Maybe you've heard the Zen saying, "Leap, and the net will appear." I wasn't raised a risk-taker, but as I grew up, I had a nagging feeling that if I didn't scamper out of my comfort zone, I'd end up an old lady with many regrets. Now I take calculated risks and leap on a daily basis as a writer, entrepreneur and mom. Usually I'm caught, and if not, a hard fall doesn't stop me for long.
Out of love, my parents made me play it safe: I wore a lot of sunscreen; I was told to stay on the sidewalks when I rode my bike; and Mom pulled over on the Beltway when I unbuckled my seatbelt. In fact, my mom owned a cool repossessed AMC Javelin, black with red interior. She sold it because the back seats didn't have seat belts. In college, my parents sacrificed so I could live in the "rich kids" apartment complex, which was considered safer than most off-campus housing because of its tall gates and steep rent.
The funny thing was that as young people, both of my parents took calculated risks.

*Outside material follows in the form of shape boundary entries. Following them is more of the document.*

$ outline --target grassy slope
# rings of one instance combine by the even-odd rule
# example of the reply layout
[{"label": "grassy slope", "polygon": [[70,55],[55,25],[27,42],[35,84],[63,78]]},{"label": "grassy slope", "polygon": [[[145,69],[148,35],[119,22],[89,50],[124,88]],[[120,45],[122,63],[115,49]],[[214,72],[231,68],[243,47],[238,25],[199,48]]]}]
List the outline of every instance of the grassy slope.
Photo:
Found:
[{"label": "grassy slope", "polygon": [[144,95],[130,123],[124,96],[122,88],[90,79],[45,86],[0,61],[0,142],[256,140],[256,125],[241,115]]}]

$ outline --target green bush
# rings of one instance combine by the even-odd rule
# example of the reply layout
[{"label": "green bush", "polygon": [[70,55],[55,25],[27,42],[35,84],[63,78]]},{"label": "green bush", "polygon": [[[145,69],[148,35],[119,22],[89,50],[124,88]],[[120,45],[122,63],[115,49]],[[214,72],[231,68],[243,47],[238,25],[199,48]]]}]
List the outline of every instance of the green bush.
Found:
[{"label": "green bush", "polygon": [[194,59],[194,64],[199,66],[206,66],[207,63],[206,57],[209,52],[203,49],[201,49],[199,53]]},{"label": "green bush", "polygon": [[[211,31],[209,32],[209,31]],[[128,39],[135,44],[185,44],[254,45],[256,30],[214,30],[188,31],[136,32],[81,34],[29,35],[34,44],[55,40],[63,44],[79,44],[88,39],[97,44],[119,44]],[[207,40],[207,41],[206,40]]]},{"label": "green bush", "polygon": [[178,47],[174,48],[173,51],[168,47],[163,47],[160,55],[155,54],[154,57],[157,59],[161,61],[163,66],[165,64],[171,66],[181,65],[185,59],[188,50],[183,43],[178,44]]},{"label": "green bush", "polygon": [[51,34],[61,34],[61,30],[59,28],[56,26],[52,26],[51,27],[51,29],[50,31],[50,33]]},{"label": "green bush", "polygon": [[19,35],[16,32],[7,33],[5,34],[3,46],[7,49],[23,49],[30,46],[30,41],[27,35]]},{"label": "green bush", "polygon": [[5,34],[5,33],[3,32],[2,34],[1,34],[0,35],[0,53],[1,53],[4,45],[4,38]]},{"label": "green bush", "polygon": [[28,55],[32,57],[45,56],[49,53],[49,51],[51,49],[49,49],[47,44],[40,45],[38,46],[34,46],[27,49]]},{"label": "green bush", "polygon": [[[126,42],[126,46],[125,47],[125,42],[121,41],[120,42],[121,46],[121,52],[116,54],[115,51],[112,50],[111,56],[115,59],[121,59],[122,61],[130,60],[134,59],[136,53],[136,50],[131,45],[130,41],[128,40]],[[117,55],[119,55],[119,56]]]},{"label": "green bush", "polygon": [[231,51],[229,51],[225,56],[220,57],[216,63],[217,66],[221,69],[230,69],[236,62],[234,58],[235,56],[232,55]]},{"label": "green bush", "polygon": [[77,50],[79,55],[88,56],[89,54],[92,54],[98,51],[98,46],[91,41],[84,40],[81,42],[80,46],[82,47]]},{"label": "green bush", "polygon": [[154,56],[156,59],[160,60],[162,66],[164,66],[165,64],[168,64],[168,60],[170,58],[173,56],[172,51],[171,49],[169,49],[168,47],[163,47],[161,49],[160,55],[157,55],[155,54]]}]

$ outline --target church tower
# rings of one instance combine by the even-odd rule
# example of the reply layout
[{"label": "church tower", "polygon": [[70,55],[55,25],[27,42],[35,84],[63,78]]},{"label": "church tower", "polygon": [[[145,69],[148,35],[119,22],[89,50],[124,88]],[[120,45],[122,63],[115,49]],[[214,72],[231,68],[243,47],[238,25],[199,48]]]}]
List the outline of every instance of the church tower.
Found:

My mother, before she had kids, worked all over Europe, Canada and the U.S. She learned languages on the fly and easily found friends. My dad left the Navy for a much better civil servant job. He enjoyed his career, at least for the first 15 years before he'd come home exhausted every night, waiting for Mom to serve him his beer and Ritz crackers. From observation, I thought that when you have kids, you must give up your risk-taking card or else!
I knew I was supposed to do well in school and find a safe, salaried corporate job (no commission sales!) that had excellent benefits and live in a townhouse (the middle unit so as not to have the outrageous heating and cooling bills of an end unit).
But before moving in with my parents in Charleston, S.C., I experienced the summer that changed my life.
Mary Chapin Carpenter's, "I Take My Chances," became my theme song. I allowed myself to fall in love, even though I knew it wasn't going to end well. I feared that I was boring and that's why he dumped me. What did I have to lose by taking some chances? I'd played it safe, and that strategy hadn't led anywhere.
So began my quest to run marathons, sail the ocean, scuba dive, deep-sea fish, and serve eggs and toast at a beachfront cafe. After getting my own place in Myrtle Beach, I went to a karaoke bar by myself, watched "Titanic" and "The Blair Witch Project" alone and slept in my Mustang when the circumstances called for it. I didn't go too crazy with the guys and alcohol.
In Raleigh, I learned to apply makeup to strangers' faces. I started my own business, cold-called myself into writing and teaching gigs, self-published a poetry book, and am having my poetry published by a traditional press at the end of this year.
I took more risks after I had kids. For starters, I had kids, a path my mother never envisioned I'd tread. Yet my risk-taking broadened with children and marriage; now I think of both as living your life, not taking a risk.
That Zen saying encourages you to have faith in your abilities and talents. To trust in others, to trust in yourself. To grow, to stretch.
Risk drives evolution, and I like evolving.